You'll want to use entrySet() instead of values() and then map each entry to a list of its key and values:

printer.printRecords(graph.rowMap().entrySet()
        .stream()
        .map(entry -> ImmutableList.builder()
                .add(entry.getKey())
                .addAll(entry.getValue().values())
                .build())
        .collect(Collectors.toList()));

Upvotes: 7

Alexander Petrov
Alexander Petrov

Reputation: 9492

If you have more fields you can always switch the Tripple with a Map.

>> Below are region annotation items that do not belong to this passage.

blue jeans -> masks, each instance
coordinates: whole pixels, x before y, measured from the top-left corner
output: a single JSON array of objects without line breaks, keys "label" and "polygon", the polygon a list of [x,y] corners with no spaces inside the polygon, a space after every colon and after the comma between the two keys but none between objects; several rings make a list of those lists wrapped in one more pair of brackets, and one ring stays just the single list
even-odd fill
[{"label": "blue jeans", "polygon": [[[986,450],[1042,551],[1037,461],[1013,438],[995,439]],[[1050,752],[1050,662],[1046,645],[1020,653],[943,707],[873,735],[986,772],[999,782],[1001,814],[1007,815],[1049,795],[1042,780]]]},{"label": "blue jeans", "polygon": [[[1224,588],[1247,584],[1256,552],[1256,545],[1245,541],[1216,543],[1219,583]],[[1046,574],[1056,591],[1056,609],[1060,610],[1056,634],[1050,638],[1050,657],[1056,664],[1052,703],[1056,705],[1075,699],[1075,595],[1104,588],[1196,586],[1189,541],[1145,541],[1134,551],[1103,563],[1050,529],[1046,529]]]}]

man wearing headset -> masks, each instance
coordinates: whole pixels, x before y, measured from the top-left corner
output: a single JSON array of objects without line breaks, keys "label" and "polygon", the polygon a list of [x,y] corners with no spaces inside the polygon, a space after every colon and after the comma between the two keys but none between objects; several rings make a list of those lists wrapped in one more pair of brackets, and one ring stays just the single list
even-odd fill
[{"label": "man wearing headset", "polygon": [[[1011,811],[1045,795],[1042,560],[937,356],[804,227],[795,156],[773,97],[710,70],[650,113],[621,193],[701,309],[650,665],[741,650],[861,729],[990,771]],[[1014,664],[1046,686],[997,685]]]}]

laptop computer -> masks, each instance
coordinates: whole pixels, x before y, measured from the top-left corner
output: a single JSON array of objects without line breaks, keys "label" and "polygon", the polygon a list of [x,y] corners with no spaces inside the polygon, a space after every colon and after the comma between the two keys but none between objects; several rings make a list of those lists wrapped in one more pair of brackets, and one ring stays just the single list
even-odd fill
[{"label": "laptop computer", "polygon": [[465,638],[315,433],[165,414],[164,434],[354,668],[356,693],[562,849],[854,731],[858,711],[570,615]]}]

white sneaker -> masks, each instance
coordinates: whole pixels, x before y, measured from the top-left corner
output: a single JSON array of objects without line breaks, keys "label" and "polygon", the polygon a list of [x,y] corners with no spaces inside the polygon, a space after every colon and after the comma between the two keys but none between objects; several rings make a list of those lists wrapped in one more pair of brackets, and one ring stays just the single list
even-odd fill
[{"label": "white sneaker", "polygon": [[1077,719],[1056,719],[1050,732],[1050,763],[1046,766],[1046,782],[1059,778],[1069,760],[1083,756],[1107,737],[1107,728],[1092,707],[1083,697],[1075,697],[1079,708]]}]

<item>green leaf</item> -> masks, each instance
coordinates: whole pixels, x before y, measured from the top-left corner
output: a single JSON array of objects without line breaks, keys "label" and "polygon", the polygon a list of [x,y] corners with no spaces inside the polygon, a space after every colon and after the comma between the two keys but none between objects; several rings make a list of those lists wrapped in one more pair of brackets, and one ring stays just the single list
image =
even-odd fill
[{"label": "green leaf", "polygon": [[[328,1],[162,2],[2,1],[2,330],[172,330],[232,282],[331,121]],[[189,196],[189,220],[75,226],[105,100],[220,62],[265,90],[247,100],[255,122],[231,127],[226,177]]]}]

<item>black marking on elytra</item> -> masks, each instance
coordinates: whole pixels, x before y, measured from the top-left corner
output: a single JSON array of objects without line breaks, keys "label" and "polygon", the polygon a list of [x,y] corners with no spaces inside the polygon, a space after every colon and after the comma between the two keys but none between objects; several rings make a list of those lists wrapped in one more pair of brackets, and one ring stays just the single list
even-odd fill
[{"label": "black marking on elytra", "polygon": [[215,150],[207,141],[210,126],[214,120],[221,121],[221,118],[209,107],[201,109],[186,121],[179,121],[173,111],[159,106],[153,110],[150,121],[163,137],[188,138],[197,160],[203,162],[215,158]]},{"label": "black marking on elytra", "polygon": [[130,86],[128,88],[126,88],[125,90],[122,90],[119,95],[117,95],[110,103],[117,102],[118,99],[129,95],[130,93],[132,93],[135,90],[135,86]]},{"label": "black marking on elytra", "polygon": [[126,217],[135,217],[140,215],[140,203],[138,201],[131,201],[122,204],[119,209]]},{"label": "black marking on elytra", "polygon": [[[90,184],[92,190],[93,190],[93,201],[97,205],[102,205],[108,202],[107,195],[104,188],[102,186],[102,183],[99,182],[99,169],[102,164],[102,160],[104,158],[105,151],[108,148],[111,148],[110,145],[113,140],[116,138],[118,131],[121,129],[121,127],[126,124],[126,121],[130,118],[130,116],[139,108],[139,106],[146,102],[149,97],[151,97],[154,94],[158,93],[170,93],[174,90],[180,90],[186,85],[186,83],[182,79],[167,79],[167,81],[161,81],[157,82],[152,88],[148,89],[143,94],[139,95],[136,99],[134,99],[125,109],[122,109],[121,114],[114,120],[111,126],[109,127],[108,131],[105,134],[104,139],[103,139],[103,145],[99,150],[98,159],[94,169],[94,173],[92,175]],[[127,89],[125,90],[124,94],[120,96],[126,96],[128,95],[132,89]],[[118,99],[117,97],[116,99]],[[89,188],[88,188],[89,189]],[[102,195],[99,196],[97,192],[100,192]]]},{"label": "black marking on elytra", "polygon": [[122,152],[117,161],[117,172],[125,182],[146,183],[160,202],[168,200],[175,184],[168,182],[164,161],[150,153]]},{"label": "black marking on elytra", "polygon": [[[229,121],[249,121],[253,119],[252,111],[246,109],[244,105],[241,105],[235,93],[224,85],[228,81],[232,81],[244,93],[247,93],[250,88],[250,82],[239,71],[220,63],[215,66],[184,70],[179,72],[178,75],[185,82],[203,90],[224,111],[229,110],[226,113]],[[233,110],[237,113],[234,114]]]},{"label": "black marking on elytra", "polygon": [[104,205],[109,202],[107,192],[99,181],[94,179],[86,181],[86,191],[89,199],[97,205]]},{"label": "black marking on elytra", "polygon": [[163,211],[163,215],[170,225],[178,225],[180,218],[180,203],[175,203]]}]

This is similar to JSon where each object is described a a map with keys being the attributes and values the values.

class Tripple {
        String value1;
        String value2;
        Double value3;
     Tripple(String value1, String value2, Double value3) {
        super();
        this.value1 = value1;
        this.value2 = value2;
        this.value3 = value3;
    }  

     Map<String,Map<String,Integer>> map;
RowSortedTable<String, String, Double> maprows;
List<Tripple> triples = maprows.rowMap().entrySet().stream()
                                                    .map(t->{final List<Tripple>  tripples = new ArrayList<>();
                                                             t.getValue().entrySet()
                                                                                    .forEach(p->{tripples.add(new Tripple(t.getKey(),p.getKey(),p.getValue()));});
                                                             return tripples;})
                                                    .flatMap(t->t.stream())
                                                    .collect(Collectors.toList());

Upvotes: 1

Michal Maťovč&#237;k
Michal Maťovč&#237;k

Reputation: 918

graph.rowMap().values()

returns only values of the table not the keys (first column) that's way you don't see it in CSV.